Still another factor that contributed to the survival of Plains Indians was adaptation to a rapidly changing scene wrought by the effects of the European traffickers, fights over natural resources, ecological change, and the need to dominate the bartering network. Pressed by the Comanches and their Norteño allies, the Apaches, for one, suffered devastating losses in personnel and material belongings as they retreated deeper into South Texas and then into the wilderness of the trans‐Pecos. As a recourse strategy for survival, the Apaches in the last decades of the eighteenth century honed old economic practices, adapting them to their new circumstances. They turned to rustling livestock, having quickly learned that mules, horses, and cattle could be traded for finished products that the Spaniards possessed. At the same time, the Apaches turned to kidnapping and adopting individuals of other Indian tribes with whom they had trade contacts in order to replenish demographic losses. They brutally attacked vulnerable Native American groups (and even some Spanish/Mexican villages) and made off with captives, but they also employed more peaceful means. As stated earlier, Jumano population decline was due in part to their absorption by the Apaches, as marriage between the two groups became somewhat common by the mid‐1700s. Similarly, the Apaches used marriage between their women and Indian men in missions (such as the ones in San Antonio) to forge defensive pacts (through kinship associations) with Spanish officials responsible for security in Texas. This act of reshaping old survival methods and reconciling them to flux is referred to as ethnogenesis, something that all Indian peoples in Texas (not just the Apaches) practiced during the Spanish colonial period.


Figure 2.5 Buffalo Hump, Comanche Indian.

Source: Caldwell Papers, CN 10934, The Dolph Briscoe Center for American History, The University of Texas at Austin.

Furthermore, in their struggle for survival, the Plains Indians during the eighteenth century escalated their reliance on women to achieve the suspension of hostilities with the Spaniards (as well as with competing Indian nations).

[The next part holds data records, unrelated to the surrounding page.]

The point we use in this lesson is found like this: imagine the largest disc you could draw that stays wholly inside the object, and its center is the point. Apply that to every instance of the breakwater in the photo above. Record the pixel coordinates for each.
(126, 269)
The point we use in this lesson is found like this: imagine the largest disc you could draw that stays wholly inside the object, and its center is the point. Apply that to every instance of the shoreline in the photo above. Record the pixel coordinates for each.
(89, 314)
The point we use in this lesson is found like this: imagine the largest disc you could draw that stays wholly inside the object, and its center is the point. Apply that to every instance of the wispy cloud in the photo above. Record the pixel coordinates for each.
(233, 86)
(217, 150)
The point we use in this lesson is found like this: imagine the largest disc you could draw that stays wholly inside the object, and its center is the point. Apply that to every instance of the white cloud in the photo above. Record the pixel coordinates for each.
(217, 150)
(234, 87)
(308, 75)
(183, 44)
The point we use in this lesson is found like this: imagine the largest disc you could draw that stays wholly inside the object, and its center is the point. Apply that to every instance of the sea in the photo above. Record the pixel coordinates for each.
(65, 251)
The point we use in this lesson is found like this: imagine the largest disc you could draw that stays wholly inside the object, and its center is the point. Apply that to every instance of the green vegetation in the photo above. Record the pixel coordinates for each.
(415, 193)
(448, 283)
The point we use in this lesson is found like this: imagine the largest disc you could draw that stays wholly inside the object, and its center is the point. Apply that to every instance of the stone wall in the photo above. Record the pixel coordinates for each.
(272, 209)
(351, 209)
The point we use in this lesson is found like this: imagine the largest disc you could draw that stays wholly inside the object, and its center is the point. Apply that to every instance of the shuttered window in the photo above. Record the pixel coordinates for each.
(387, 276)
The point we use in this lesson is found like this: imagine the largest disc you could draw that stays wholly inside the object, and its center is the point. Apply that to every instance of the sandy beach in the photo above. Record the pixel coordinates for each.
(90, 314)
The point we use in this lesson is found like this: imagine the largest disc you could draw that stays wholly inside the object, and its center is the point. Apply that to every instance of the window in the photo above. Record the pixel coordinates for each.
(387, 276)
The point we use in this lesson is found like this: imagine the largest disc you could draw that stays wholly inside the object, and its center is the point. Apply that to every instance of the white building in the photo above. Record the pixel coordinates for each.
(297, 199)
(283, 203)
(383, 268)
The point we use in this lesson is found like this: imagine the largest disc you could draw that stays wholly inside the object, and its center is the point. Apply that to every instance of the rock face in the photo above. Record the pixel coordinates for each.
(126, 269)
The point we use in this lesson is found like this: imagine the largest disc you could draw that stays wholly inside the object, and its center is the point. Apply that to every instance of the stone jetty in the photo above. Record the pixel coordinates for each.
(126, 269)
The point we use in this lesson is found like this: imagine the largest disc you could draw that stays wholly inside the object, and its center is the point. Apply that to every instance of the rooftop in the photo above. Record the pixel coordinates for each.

During the 1770s and 1780s, the Comanche, Wichita, and other bands used captive Mexican women as hostages in their efforts to extract supplies and horses from the Spaniards or to propose political truces–sometimes in return for native women whom the Spaniards held hostage. The Plains Indians further utilized the time‐tested custom of having women, the traditional representatives of reconciliation, act as peace mediators in formal talks of conflict resolution. As noted, gender diplomacy anticipated kinship connections with adversaries and, subsequently, mutual commercial and defensive agreements. Given the disadvantages they faced on the hinterlands of their empire, the Spaniards readily accepted such arrangements.